The key measurement used in the study was the “brain age gap.” This represents the difference between a person’s predicted brain age and their actual age. A negative gap means the brain looks younger than expected, while a positive gap suggests the brain looks older.
At the first time point, superagers had an average brain age gap of about minus 1.4 years. In other words, their brains appeared younger than their chronological age. In contrast, typical older adults had a slightly positive brain age gap of about 1 year. The difference between these two groups was statistically significant, suggesting that superagers have structurally younger brains than their peers.

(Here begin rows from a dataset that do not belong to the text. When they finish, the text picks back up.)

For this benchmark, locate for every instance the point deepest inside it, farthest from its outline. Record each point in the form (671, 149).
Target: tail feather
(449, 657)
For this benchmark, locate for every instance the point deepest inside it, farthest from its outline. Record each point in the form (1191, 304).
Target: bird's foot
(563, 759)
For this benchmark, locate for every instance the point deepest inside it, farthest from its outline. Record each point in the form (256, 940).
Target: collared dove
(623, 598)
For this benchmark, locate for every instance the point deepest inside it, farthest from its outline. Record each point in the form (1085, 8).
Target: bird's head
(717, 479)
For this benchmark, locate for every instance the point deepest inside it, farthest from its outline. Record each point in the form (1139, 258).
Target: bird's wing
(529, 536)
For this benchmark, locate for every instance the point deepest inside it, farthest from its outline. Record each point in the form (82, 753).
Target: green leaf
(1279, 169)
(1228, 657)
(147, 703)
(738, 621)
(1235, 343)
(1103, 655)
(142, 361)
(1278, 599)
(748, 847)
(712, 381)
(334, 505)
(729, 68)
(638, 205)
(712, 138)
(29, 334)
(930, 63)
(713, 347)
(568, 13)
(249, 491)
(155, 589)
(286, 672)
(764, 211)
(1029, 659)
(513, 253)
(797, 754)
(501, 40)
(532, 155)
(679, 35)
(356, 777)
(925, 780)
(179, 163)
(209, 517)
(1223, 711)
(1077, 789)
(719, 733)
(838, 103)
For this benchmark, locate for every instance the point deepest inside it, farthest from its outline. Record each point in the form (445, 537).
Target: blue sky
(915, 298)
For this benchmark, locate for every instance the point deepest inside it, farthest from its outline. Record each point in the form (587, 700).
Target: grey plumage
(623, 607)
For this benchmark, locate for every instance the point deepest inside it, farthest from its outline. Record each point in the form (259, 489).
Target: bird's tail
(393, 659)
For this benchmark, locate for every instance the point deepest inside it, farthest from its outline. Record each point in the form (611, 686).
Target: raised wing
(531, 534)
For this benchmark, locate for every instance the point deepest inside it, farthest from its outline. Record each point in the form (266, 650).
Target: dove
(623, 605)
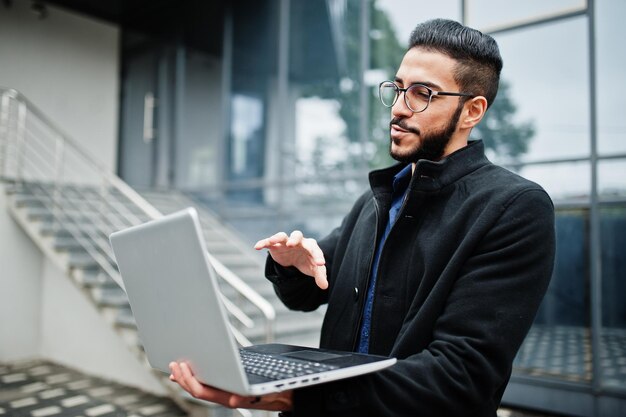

Two years later, the researchers repeated the brain scans on a subset of participants. At this point, the difference between superagers and typical older adults became even more pronounced. Superagers’ brain age gap had grown more negative, averaging almost minus 2.8 years, while typical older adults showed a positive brain age gap of more than 2.4 years. This meant that over time, superagers’ brains not only remained younger but were aging more slowly than those of their peers.
The study also tracked how the brain age gap changed over the two-year period. This allowed the researchers to estimate the rate of brain aging in each group. Participants who stayed in the superager category across both time points showed almost no increase in their brain age gap, suggesting minimal biological aging.
On the other hand, participants who remained in the typical group showed a significant increase in their brain age gap, indicating faster aging. Interestingly, some individuals who improved their memory scores over time and became superagers also showed a decrease in brain age gap, meaning their brains appeared to get younger. In contrast, those who declined from superager status showed a steep increase in brain age gap.
Beyond group differences, the study also examined whether the brain age gap was linked to memory and general thinking abilities. Across the entire sample, individuals with a younger brain age tended to perform better on memory tasks and scored higher on a common measure of overall cognitive function. This suggests that a younger-appearing brain is associated with better mental performance in late life.
But there are some caveats to consider. One of the biggest constraints was the small number of participants who completed the two-year follow-up, which makes it harder to draw conclusions about long-term patterns. In addition, the superagers in this study were defined using criteria that included people as young as 60, whereas other research sometimes focuses on those over 80. This could affect how the results apply to different groups of older adults.
Another limitation relates to the brain age model itself. It was based only on structural brain features visible in MRI scans. Brain aging is a complex process that involves many factors beyond structure, including blood flow, metabolism, and the buildup of proteins like beta-amyloid. The authors note that future studies could improve brain age prediction by incorporating more types of brain data.
Finally, the model used a linear approach to estimating change over time, which may not fully reflect the more irregular, non-linear patterns of brain aging that can occur in real life. New methods that capture these complex patterns might provide a clearer picture of how brain aging unfolds.
The study, “Preserved brain youthfulness: longitudinal evidence of slower brain aging in superagers,” was authored by Chang‑hyun Park, Bori R. Kim, Soo Mee Lim, Eun‑Hee Kim, Jee Hyang Jeong, and Geon Ha Kim.